In the study of nonlinear conservation laws a lot of time I work on the two problems given bellow:
$$(1) \hspace{1cm} \begin{cases} u_t+(f_{1}(u))_x=\lambda \cdot g(u) \\[2ex] u(x,0)=h_{1}(x) \end{cases} $$
$$(2) \hspace{1cm} \begin{cases} u_t+(f_{2}(u))_x=0 \\[2ex] u(x,0)=h_{2}(x) \end{cases} $$
Here u $\in \mathbb{R}^n$ and $\lambda$ is a constant. Besides $u$, the functions $g,f_1, f_2$ could also depend of $x$ and/or $t$.
A long time ago a professor of mine told me that he read somewhere that there is a way of transforming problem $(1)$ to the problem $(2)$ for some special cases of functions $g,f_1, f_2$. And vice versa. But he can't remember where he has read that.
Obviously it would be very useful if we can switch between problems $(1)$ and $(2)$ from time to time. In one moment you work on a problem that has a source term $\lambda \cdot g(u)$, i.e. problem $(1)$. In the other moment you use change of coordinates (or something similar) and now you work with a problem with no source term and with different initial condition (and possibly different flux too), i.e. problem $(2)$.
I am pretty sure that some general transformation doesn't exist. In the problem $(1)$ source is time dependent and in the problem $(2)$ new initial data are not time dependent. But
- maybe source could go partially into the flux and partially into the initial data or something similar.
- Or maybe this kind of transformation exists for some functions $g,f_1, f_2, h_1, h_2$ with the special properties.
- Or maybe it exists for some other kind of PDE problems - that don't deal with conservation laws.

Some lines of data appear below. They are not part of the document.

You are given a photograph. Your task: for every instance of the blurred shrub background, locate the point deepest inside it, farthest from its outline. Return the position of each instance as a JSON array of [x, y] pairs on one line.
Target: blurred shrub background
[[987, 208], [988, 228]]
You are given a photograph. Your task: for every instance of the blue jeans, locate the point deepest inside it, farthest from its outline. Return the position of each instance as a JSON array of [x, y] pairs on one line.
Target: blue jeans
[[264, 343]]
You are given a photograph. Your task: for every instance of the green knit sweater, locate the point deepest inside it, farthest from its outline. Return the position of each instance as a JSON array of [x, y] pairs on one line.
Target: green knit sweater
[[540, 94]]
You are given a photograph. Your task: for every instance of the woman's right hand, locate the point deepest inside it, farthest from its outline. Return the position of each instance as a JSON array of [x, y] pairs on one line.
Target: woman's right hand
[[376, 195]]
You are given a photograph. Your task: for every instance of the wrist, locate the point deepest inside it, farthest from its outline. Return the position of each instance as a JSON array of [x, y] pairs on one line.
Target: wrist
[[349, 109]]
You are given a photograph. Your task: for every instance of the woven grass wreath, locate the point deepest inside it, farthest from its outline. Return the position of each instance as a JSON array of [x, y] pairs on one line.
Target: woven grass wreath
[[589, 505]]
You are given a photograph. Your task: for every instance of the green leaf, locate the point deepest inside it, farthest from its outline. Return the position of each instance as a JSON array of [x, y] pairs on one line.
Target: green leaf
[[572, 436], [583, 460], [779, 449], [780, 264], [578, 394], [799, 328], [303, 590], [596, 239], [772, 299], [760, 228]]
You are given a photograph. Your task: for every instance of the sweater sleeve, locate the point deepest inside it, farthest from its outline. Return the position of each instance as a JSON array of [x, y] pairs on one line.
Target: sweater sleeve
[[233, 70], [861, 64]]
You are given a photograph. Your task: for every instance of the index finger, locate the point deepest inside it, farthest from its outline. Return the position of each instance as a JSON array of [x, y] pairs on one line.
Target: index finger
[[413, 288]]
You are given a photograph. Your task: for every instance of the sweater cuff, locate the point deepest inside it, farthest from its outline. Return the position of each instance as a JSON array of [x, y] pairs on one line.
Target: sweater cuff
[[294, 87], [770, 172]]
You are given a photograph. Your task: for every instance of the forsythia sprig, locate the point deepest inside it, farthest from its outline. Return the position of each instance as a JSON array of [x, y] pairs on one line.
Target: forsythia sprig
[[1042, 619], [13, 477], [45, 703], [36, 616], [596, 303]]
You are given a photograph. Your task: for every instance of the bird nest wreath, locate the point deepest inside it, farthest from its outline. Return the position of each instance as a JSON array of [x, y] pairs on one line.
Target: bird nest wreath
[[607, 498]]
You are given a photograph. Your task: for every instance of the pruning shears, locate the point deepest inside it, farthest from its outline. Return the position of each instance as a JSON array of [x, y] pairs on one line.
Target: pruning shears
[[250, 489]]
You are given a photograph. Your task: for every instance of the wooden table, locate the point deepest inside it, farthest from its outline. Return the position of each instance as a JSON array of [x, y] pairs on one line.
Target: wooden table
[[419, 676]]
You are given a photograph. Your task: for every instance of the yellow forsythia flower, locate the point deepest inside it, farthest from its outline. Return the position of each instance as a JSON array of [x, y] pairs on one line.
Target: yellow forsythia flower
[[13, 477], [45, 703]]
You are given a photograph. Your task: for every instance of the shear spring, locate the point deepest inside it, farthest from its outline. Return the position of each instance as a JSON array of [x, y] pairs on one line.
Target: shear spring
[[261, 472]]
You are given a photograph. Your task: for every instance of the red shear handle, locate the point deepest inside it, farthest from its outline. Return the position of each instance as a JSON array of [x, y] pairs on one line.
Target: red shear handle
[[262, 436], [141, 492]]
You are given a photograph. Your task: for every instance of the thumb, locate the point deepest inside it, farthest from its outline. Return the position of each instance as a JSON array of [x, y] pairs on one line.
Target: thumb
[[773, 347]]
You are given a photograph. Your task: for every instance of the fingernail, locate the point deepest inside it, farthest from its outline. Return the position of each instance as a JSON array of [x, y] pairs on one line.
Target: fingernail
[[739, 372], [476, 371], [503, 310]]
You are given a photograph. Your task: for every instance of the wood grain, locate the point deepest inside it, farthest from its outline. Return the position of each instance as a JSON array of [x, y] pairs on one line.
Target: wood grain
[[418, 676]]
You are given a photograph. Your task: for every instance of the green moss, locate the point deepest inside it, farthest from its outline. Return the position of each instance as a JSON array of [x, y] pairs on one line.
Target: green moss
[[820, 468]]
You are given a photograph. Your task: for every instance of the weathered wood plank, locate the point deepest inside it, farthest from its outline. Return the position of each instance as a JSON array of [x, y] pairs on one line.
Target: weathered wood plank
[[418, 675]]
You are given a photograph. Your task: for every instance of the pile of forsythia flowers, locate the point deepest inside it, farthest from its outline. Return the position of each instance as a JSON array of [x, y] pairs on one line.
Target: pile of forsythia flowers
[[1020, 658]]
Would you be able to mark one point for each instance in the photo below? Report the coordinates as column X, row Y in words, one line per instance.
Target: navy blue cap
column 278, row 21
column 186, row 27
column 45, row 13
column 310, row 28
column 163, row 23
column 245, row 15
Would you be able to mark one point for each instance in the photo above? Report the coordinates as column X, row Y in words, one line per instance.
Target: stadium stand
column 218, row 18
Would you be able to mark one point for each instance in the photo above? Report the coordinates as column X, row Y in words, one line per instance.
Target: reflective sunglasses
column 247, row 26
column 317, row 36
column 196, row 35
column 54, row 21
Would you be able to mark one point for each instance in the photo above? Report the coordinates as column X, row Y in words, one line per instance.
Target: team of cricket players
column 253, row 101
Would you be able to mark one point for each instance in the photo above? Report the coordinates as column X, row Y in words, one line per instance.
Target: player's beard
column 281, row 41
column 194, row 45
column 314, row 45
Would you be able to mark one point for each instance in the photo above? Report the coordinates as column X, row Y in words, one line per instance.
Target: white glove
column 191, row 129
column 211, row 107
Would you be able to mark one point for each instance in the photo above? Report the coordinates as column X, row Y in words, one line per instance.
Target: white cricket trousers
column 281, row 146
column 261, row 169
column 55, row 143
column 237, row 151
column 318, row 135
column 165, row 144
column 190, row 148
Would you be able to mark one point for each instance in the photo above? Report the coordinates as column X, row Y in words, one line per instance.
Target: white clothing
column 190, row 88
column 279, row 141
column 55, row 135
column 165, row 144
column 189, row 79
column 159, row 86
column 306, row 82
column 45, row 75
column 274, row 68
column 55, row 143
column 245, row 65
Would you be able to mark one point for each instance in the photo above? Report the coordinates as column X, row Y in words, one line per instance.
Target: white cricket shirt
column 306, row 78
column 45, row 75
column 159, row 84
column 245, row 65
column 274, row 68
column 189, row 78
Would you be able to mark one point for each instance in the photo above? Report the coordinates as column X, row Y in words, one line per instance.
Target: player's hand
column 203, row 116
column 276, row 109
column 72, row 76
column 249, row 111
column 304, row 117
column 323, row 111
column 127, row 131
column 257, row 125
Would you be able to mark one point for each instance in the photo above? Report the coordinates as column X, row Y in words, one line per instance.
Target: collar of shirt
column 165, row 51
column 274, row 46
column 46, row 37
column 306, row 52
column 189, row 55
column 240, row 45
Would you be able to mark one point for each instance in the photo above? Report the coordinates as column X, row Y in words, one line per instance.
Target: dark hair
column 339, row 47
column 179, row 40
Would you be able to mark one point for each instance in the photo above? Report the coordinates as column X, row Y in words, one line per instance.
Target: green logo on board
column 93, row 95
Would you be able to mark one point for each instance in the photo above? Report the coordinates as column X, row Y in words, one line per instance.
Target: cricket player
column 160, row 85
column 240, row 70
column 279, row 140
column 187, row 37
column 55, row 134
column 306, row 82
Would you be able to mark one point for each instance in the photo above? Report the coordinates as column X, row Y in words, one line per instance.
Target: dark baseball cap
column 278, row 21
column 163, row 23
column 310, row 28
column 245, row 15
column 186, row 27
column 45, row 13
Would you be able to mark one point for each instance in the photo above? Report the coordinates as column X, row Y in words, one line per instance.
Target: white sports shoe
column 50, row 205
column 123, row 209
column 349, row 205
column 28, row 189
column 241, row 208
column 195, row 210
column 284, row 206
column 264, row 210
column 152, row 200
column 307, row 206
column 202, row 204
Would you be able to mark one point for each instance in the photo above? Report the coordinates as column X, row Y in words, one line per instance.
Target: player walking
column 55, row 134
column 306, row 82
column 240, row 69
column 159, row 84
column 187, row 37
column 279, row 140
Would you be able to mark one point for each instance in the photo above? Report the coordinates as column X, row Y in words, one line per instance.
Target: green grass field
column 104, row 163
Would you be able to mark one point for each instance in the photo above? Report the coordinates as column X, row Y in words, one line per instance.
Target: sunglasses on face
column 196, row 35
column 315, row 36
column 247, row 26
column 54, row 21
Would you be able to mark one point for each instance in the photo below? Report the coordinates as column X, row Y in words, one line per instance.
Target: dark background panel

The only example of transformation of this kind I know is: if $g(u)=(w(u))_x$ (assuming that function $w$ could be found), then the source term would be absorbed in the flux term. So we would get the problem $(2)$ form where $f_2 (u) = f_1 (u) - \lambda \cdot w(u)$ and $h_2(x)=h_1 (x).$
My question is: is anyone encountered some similar transformation and where (reference in the literature would be nice)? Of course you could share your ideas or answers too. This question intrigues me from the moment the professor told me that.